Box 1. Box 1 Case study: SiBiono Gene Technologies
From the following article
Chinese health biotech and the billion-patient market
Sarah E Frew, Stephen M Sammut, Alysha F Shore, Joshua K Ramjist, Sara Al-Bader, Rahim Rezaie, Abdallah S Daar & Peter A Singer
Nature Biotechnology 26, 37 - 53 (2008)
doi:10.1038/nbt0108-37
SiBiono GeneTech, founded in 1998 by Zhaohui Peng, became the first company in the world to develop and market a gene therapy product. Its recombinant human adenovirus-p53 injection, trademarked as Gendicine, was approved after clinical trials by the SFDA in October 2003 for the treatment of head-and-neck cancer, including nasopharyngeal carcinoma, in combination with radiotherapy.
Peng, who is the company's chairman and CEO, states that since Gendicine's launch in early 2004, the gene therapy has been used to treat over 5,000 patients, including
400 foreign patients seeking treatment in China.
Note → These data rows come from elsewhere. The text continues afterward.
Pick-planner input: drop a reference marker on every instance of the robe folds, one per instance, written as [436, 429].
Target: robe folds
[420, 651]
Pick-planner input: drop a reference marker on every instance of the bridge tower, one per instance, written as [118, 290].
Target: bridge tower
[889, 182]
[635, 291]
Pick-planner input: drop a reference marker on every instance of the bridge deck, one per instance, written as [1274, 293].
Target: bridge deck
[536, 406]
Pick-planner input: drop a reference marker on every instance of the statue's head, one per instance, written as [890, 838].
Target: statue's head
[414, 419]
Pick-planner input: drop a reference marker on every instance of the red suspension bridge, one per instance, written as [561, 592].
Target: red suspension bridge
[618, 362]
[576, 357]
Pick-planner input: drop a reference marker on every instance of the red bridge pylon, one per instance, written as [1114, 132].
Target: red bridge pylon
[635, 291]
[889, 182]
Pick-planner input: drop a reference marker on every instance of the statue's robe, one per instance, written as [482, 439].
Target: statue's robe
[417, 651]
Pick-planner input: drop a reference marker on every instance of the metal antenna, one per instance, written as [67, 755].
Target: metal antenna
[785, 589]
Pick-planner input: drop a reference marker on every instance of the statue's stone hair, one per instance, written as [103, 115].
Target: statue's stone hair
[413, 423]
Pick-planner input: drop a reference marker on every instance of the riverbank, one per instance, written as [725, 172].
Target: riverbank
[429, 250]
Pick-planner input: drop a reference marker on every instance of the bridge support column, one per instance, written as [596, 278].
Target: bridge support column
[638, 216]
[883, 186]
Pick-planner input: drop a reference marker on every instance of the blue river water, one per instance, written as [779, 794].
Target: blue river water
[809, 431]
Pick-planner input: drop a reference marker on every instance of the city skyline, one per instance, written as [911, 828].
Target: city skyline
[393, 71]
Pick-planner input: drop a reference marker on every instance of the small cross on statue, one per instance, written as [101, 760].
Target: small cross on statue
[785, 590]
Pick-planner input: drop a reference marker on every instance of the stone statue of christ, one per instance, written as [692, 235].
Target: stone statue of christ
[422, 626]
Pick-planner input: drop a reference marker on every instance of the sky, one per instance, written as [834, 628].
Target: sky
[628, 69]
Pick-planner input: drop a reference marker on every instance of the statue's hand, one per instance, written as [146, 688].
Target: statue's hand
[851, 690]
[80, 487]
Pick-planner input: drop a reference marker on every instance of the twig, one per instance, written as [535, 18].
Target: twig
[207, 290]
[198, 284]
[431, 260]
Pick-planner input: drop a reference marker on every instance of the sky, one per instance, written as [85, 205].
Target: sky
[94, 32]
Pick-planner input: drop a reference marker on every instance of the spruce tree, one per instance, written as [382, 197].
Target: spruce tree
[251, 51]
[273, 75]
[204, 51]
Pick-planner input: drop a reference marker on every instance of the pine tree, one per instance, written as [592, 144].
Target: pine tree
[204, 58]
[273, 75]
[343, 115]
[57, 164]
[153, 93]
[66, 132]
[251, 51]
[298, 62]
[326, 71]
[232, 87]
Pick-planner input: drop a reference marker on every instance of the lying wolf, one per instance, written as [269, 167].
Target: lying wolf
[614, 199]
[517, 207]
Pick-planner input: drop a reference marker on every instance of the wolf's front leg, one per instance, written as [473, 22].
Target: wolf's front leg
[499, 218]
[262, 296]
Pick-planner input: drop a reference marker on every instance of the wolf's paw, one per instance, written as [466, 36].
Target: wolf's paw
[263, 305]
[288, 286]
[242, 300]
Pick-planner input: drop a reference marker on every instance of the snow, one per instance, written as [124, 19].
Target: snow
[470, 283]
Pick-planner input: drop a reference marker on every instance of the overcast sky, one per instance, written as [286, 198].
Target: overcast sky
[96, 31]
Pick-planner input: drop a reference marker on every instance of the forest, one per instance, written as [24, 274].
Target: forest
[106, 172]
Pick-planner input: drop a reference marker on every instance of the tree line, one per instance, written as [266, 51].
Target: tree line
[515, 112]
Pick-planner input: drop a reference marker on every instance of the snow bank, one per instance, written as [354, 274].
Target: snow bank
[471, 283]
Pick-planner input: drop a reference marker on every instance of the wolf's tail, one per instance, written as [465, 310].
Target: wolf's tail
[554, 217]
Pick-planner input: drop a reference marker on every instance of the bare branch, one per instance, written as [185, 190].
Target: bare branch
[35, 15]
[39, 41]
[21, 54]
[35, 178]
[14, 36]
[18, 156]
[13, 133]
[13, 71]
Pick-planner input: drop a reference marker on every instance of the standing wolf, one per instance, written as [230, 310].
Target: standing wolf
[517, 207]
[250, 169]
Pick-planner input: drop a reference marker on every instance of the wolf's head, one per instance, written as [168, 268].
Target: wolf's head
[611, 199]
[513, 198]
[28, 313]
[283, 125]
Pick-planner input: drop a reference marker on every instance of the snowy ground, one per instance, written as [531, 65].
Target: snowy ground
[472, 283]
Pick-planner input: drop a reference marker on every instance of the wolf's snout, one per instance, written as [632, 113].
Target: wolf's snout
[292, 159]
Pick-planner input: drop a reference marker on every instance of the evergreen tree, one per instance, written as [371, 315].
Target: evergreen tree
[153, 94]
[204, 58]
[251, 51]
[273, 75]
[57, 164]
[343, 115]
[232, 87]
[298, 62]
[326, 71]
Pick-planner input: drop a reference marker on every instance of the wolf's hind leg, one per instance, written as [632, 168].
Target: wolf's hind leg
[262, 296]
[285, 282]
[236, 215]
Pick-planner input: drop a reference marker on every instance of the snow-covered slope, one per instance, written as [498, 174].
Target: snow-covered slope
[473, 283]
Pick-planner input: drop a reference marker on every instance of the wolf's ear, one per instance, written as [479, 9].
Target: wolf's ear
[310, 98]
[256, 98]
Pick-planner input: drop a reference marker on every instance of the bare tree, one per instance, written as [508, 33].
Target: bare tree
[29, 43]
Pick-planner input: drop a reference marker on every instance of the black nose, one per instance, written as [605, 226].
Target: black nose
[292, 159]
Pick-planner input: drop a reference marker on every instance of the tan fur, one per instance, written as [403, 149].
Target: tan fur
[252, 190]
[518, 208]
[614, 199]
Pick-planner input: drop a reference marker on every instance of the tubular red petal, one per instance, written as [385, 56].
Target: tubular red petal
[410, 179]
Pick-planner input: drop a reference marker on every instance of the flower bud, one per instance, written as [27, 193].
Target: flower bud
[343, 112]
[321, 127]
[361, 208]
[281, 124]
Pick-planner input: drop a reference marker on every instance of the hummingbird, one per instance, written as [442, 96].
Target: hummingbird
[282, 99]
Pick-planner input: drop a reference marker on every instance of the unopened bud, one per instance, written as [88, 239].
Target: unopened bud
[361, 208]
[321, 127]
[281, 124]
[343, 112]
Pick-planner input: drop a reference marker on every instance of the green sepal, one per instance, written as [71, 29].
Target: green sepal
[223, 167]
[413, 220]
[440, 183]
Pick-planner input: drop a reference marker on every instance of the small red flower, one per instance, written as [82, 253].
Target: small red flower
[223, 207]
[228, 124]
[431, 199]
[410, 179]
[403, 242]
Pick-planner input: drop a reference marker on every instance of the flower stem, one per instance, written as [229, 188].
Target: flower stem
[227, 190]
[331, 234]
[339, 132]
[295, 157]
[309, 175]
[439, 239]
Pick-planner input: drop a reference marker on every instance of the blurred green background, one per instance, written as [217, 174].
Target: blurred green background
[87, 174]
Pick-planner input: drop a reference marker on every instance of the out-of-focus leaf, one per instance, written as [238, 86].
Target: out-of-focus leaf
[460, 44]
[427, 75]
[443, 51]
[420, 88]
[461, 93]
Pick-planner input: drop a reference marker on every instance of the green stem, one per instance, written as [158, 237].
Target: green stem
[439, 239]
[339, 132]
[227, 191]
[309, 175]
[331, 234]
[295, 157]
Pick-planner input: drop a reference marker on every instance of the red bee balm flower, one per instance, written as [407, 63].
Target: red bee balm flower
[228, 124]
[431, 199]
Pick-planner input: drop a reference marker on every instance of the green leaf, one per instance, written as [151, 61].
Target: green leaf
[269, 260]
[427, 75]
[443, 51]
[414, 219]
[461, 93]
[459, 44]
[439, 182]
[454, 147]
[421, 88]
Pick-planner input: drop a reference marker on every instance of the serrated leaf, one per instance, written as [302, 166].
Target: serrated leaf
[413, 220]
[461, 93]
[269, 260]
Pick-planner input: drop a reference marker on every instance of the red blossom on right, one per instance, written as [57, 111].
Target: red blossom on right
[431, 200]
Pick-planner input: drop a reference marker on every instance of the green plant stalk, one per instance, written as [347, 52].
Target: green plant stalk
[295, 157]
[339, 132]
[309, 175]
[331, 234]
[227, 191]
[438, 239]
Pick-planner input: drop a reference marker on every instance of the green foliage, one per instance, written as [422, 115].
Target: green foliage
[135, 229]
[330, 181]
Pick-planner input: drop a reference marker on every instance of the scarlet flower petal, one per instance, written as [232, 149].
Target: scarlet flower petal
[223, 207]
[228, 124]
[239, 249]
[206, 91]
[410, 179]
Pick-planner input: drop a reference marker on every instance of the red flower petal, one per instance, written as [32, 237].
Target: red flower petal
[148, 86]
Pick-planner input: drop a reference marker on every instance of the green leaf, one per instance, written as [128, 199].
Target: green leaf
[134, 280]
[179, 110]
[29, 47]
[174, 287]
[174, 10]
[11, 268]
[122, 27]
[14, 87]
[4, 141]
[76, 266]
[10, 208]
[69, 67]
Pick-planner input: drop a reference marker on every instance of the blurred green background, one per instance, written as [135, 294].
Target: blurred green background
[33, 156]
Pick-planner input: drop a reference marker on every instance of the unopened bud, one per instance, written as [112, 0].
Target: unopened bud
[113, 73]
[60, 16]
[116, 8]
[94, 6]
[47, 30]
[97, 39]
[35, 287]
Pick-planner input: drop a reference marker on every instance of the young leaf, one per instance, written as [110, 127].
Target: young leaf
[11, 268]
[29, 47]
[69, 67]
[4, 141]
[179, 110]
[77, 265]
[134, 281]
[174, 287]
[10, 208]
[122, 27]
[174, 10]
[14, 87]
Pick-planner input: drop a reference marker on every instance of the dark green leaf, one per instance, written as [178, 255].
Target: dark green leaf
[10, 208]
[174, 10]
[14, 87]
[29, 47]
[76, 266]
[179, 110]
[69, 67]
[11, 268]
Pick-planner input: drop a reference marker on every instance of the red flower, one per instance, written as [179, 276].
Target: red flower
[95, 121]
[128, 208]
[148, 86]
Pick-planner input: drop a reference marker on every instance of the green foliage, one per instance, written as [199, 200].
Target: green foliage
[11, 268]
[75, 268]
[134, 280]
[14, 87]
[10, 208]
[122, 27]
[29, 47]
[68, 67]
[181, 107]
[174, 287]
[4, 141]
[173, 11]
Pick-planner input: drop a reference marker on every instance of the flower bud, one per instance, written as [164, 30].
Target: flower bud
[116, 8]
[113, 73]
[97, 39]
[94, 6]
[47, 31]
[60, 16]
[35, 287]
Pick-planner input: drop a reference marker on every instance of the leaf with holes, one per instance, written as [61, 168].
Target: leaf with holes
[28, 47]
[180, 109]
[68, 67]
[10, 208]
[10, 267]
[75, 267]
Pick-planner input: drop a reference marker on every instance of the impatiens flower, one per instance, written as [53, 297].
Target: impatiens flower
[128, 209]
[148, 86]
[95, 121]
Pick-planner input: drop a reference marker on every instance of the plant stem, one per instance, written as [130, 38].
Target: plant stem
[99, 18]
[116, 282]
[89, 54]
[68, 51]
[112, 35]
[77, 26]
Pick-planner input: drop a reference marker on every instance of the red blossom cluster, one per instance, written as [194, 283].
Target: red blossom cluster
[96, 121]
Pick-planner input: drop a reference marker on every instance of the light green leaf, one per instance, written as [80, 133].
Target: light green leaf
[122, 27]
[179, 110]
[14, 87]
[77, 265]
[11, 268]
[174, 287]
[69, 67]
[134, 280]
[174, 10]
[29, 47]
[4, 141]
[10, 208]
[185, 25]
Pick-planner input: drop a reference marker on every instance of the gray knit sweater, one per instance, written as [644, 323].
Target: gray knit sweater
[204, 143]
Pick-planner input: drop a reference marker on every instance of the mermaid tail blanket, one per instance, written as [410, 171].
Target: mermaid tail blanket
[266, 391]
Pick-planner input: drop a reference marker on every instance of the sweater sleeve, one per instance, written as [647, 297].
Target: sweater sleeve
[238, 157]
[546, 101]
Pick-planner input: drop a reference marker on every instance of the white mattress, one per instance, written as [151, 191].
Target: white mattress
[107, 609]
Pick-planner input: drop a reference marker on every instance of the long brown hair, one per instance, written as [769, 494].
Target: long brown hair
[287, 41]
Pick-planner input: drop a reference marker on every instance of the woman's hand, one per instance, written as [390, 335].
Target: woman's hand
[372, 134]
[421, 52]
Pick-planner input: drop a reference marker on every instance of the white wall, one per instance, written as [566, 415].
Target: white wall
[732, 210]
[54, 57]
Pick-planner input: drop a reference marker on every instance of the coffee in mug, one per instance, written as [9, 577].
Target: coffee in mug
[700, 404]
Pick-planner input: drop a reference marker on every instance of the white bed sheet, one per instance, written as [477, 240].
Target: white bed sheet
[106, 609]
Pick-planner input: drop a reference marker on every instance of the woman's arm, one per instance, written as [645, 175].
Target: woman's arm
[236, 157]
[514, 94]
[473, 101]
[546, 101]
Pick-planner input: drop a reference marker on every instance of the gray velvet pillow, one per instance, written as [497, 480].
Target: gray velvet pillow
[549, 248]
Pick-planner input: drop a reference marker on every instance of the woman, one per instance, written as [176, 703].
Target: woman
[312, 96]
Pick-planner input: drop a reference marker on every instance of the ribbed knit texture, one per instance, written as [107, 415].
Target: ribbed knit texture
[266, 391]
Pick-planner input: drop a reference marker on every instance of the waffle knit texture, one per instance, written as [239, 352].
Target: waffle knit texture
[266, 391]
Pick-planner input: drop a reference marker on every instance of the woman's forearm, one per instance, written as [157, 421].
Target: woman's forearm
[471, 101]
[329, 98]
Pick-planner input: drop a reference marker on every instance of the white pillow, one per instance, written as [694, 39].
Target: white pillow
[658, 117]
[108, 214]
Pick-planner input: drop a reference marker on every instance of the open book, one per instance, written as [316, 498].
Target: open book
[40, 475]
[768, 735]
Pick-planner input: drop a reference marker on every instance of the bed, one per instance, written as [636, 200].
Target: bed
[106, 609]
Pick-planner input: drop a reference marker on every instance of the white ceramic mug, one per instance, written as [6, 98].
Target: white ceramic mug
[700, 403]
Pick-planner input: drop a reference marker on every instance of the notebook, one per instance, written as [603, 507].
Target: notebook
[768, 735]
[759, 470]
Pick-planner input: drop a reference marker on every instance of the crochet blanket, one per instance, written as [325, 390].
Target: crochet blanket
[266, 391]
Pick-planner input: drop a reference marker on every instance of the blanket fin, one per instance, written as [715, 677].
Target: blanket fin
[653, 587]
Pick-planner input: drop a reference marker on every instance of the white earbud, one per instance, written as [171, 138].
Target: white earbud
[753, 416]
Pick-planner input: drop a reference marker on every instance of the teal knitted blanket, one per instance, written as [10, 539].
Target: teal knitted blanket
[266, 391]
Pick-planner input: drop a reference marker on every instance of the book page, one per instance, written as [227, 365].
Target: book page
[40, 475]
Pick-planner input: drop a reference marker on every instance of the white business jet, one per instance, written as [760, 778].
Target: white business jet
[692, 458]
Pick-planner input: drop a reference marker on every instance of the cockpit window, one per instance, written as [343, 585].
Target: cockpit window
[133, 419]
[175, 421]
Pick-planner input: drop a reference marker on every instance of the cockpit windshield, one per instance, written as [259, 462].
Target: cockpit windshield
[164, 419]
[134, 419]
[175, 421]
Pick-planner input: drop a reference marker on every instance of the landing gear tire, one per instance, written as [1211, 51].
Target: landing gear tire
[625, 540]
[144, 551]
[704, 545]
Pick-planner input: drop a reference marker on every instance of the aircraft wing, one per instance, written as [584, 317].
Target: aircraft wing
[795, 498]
Although the product is primarily used for nasopharyngeal carcinoma or other head-and-neck cancers, it has also been used off-label for liver, lung and gastric cancers, and other cancers at a very late or terminal stage. Gendicine is normally injected into solid tumors, although intravenous infusion, arterial infusion and intrathoracic/intraperitoneal infusion are also used, especially for sarcomas and metastatic cancers, which cannot be easily treated by conventional methods, such as surgery.
Gendicine comprises a replication-defective adenovirus vector containing the sequence encoding human p53 tumor suppressor gene. SiBiono spent 150 million RMB (
$20 million) for its clinical development and construction of a cGMP facility, which was financed by government support (contributing about one-third of total), bank loans and a small investment from a private firm. To date, SiBiono has filed four international Patent Cooperation Treaty (PCT) patents and filed seven patent applications in China. Five of the Chinese patents are currently pending, whereas two (for product invention and manufacture technology) have already been approved.
SiBiono employs
80 full-time personnel and at the time of the survey had plans to more than double its workforce (mostly in the area of sales and marketing) by the end of 2007. Future plans include expanding testing Gendicine into other indications, especially liver cancer (which has a high disease burden in China and a low survival rate) and seeking international partners to help test and market Gendicine in foreign countries. Included in the company's pipeline is a nonviral (peptide-liposome) gene delivery system aimed at increasing the efficiency and targeting of the therapy, as well as a DNA vaccine against HIV/AIDS being developed in collaboration with DNAVEC (Ibaraki, Japan).
SiBiono reached financial breakeven point in 2005, shortly after the launch of Gendicine. In April 2007, the Chinese pharmaceutical company Benda Pharmaceutical (Hubei, China) acquired a majority stake (57.57%) in SiBiono through its 95% owned China-based subsidiary, Hubei Tongji Benda Ebei Pharmaceutical (Hubei).